# helsinki-a

Public-facing traffic gateway. Everything exposed to the internet goes through this box.

## Overview

| | |
|---|---|
| **Location** | Hetzner Cloud (Helsinki) |
| **OS** | Linux (Ubuntu/Debian) |
| **Tailscale IP** | 100.67.6.27 |
| **Role** | Reverse proxy, SSO, Bitwarden, LDAP |
| **Provider** | Hetzner Cloud VPS |

## What it does

This is the front door. All public subdomains (*.pez.sh) terminate here via Caddy, which proxies traffic to the appropriate backend over Tailscale.

It also runs the auth stack — Authelia for SSO and LLDAP for user management.
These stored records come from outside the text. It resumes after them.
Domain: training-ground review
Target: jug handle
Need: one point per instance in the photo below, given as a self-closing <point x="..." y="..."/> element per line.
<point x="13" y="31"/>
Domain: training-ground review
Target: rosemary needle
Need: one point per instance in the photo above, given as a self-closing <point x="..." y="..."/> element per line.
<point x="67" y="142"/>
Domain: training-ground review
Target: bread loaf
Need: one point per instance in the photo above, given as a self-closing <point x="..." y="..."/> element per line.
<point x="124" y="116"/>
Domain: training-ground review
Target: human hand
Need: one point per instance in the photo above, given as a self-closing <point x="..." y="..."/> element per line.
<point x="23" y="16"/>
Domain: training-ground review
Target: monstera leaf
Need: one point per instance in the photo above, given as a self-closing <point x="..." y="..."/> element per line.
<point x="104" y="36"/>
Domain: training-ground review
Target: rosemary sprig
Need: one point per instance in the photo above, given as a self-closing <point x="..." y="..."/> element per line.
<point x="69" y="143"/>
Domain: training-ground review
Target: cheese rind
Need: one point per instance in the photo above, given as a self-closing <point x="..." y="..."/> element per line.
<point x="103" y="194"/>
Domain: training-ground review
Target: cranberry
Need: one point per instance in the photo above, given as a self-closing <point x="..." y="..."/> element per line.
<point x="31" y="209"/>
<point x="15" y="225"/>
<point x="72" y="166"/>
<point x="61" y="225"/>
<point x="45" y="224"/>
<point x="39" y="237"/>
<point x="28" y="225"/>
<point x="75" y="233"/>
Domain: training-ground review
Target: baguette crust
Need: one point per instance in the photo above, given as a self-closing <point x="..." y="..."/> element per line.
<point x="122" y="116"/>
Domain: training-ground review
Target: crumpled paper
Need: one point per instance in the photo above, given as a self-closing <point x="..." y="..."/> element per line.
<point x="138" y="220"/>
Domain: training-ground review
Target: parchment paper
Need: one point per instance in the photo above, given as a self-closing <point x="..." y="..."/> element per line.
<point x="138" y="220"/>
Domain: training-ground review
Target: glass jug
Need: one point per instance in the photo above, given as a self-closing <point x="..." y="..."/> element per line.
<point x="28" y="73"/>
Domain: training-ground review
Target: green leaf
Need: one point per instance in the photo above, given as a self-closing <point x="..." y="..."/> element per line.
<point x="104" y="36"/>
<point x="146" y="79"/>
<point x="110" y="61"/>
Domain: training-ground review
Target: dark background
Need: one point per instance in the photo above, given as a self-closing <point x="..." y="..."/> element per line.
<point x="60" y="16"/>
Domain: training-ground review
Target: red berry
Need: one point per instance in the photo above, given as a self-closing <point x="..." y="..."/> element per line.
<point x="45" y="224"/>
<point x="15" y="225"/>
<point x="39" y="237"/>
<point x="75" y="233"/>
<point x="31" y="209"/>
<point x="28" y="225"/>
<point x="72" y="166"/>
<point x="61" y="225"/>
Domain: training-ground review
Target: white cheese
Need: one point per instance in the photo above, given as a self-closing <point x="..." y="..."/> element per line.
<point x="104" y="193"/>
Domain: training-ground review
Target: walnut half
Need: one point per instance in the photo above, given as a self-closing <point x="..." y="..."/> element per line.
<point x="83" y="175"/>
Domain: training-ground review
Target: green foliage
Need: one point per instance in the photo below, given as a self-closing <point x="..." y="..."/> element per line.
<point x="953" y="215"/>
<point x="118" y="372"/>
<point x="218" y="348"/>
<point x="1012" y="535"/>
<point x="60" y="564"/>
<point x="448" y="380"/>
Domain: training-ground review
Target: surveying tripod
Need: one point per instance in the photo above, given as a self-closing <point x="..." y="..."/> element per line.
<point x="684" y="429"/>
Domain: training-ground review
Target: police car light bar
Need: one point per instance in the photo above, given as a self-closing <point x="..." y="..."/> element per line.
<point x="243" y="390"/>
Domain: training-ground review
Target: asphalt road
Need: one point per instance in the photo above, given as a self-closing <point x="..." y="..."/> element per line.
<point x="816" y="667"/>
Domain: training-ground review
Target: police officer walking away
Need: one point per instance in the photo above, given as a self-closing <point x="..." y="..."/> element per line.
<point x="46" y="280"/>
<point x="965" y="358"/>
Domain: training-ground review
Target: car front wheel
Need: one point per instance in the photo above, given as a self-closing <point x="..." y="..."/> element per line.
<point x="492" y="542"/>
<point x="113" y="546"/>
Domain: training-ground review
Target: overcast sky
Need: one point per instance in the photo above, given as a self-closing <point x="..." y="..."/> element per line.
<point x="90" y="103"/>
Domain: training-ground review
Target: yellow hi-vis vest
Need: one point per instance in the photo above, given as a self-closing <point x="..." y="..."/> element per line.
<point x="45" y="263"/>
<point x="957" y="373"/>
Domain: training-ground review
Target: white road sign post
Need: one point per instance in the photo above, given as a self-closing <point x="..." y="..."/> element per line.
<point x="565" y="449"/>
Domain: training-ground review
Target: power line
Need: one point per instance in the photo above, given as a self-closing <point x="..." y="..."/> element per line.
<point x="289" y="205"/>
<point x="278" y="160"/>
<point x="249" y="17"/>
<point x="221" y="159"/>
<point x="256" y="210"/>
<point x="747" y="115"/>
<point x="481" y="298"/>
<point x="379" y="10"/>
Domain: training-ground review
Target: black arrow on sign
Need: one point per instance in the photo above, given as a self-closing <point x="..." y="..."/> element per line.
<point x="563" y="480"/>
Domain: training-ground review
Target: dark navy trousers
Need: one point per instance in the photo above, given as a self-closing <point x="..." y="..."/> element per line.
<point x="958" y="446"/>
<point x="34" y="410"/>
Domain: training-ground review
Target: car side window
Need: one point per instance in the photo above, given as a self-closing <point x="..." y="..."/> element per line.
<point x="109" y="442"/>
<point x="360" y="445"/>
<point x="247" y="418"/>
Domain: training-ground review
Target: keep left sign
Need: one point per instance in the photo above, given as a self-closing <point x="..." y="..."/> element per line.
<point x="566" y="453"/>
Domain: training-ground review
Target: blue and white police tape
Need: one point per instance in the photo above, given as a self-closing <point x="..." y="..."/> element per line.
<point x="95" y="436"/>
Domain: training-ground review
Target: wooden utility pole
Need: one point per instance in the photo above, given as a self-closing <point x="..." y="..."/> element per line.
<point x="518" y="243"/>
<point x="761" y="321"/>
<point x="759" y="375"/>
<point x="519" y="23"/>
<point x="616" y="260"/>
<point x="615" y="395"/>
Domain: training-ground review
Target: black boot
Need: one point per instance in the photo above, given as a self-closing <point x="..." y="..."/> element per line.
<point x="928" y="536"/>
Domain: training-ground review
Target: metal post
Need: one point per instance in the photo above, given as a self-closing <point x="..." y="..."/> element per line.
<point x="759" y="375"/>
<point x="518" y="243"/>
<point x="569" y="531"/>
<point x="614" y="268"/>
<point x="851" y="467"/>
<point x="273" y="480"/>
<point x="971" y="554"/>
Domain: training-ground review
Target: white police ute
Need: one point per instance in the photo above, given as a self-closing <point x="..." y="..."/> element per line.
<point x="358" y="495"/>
Having auth on the same box as the proxy keeps latency low for the `forward_auth` check.

Bitwarden (Vaultwarden) lives here too, because password management needs to be available even if the London servers are having a moment.

## Services

| Service | Port | Deployment | Notes |
|---------|------|-----------|-------|
| Caddy | 80, 443 | Docker | Reverse proxy + TLS termination |
| Authelia | 9091 | Docker | SSO, accessible at auth.pez.sh |
| Bitwarden (Vaultwarden) | 8443 | Docker | bitwarden.pez.sh, own auth |
| LLDAP | 3890/17170 | Docker | User directory for Authelia |

Also serves static content:
- **status.pez.sh** → `/srv/status` (public status page)
- **apps.pez.sh** → `/srv/apps` (behind Authelia)

## Why Hetzner Cloud

Public-facing services need a stable public IP and good uptime. Residential IPs are dynamic and unreliable for this purpose. Hetzner Cloud is cheap, reliable, and has good European connectivity.